La duración de su carga sería de varios días y tendrían una vida útil de dos décadas.

baterías de azufre

Yet-Ming Chiang es un profesor del Instituto de Tecnología de Massachusetts (MIT, por sus siglas en inglés) que está apostando en la creación de baterías de flujo para que la energía renovable compita directamente con los combustibles fósiles. El objetivo es fabricar baterías capaces de ofrecer energía eléctrica de forma fiable, procedente de fuentes renovables las 24 horas del día y que cuesten, como mínimo, cinco veces menos de lo que para entonces costarán las baterías de iones de litio.

La idea principal de este desarrollo es el “almacenamiento estacional“; es decir, las baterías podrían almacenar suficiente energía solar durante los periodos de exceso de generación en el verano, para satisfacer la demanda durante el invierno. De este modo, esta tecnología sería viable económicamente, según Chiang. Además, informó que la clave de su bajo costo está en el azufre, ya que es un material muy abundante y denso en energía. De hecho, es un producto de desecho de la producción de petróleo y gas que cuesta alrededor de diez céntimos de euro (2,50 pesos argentinos) por kilogramo. “Basándonos en la carga almacenada por euro, el azufre resulta más de diez veces mejor que la siguiente opción”.

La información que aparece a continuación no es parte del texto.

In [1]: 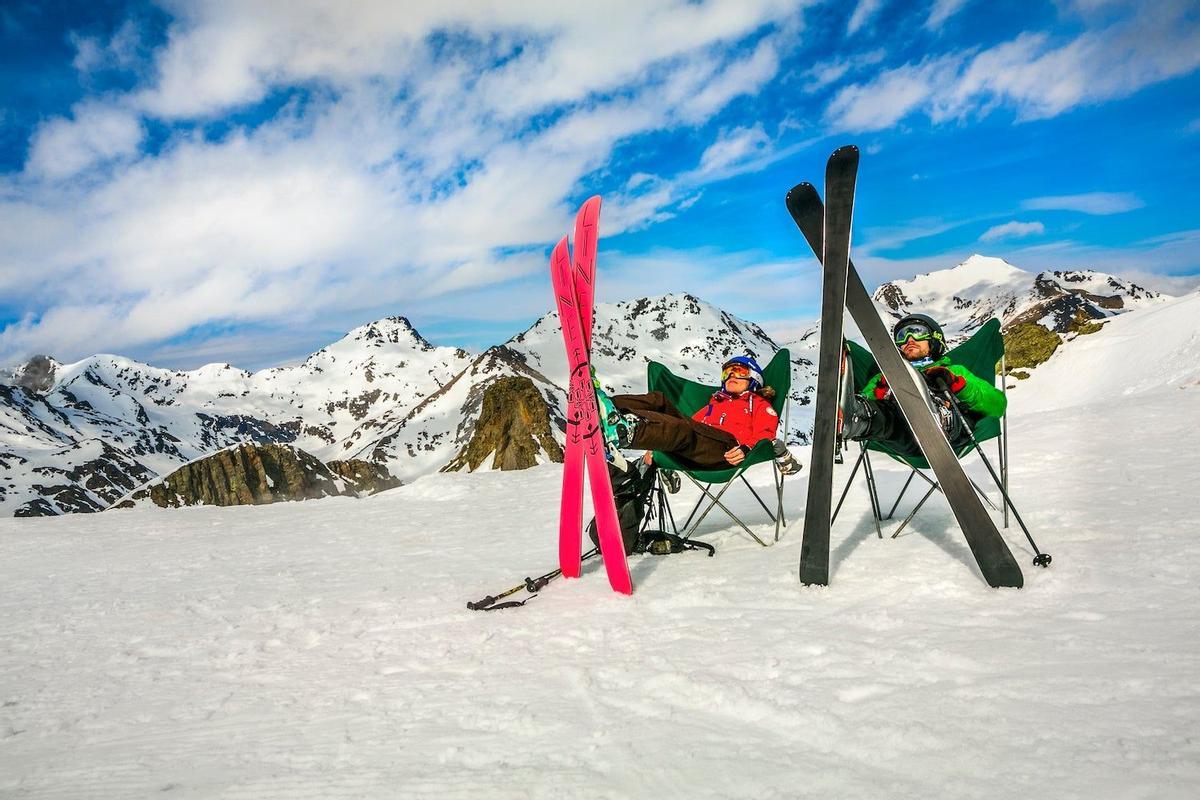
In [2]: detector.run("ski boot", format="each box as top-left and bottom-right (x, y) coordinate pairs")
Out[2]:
(772, 439), (800, 475)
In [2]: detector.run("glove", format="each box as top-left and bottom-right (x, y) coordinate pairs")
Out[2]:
(924, 366), (967, 395)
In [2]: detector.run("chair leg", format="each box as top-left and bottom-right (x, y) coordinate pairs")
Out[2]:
(770, 462), (787, 542)
(738, 473), (775, 522)
(830, 450), (866, 528)
(884, 469), (917, 519)
(863, 445), (883, 539)
(683, 473), (768, 547)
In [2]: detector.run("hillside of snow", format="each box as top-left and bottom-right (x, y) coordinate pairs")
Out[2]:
(1014, 294), (1200, 410)
(874, 254), (1168, 339)
(0, 311), (1200, 800)
(0, 255), (1170, 516)
(0, 295), (815, 516)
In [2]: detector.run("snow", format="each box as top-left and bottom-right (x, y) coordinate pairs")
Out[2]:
(7, 367), (1200, 800)
(1016, 295), (1200, 410)
(7, 286), (1200, 800)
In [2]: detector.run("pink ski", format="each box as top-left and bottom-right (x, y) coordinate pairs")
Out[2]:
(550, 203), (634, 595)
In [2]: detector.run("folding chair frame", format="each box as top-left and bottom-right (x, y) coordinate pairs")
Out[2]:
(830, 355), (1008, 539)
(680, 462), (787, 547)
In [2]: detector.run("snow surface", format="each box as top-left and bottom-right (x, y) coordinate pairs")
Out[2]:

Por el bajo precio del azufre, las baterías resultantes podrían reducir sus costos 5 veces en relación a las de iones de litio.

Es crucial disponer de tecnologías de almacenamiento mejores, más baratas y duraderas para que las fuentes renovables puedan satisfacer una mayor parte de la demanda de energía y reducir significativamente las emisiones de gases de efecto invernadero. Pero estas fuentes no pueden utilizarse de manera fiable y flexible como el carbón o el gas.

Las opciones para esto último, generalmente, se limitan al almacenamiento hidroeléctrico de bombeo barato (que está estrictamente restringido desde el punto de vista geográfico, ya que requiere un par de depósitos de agua) o baterías y tecnologías similares que todavía son demasiado caras y/o de corta duración.

El director del Centro de Investigación de Almacenamiento de Energía del Departamento de Energía de Estados Unidos, George Crabtree, dijo que las baterías de azufre podrían llegar a ser lo suficientemente baratas y duraderas como para reemplazar a las turbinas de gas que emiten dióxido de carbono, y que actualmente se estancan cuando la energía eólica y solar flaquean, o incluso cuando lo hacen las instalaciones de almacenamiento hidroeléctrico.

Chiang espera que las baterías tengan una duración de carga de “varios días o más” y que ofrezcan una vida útil de 20 años. “Todavía estamos trabajando en la selección de la química ideal para este enfoque”.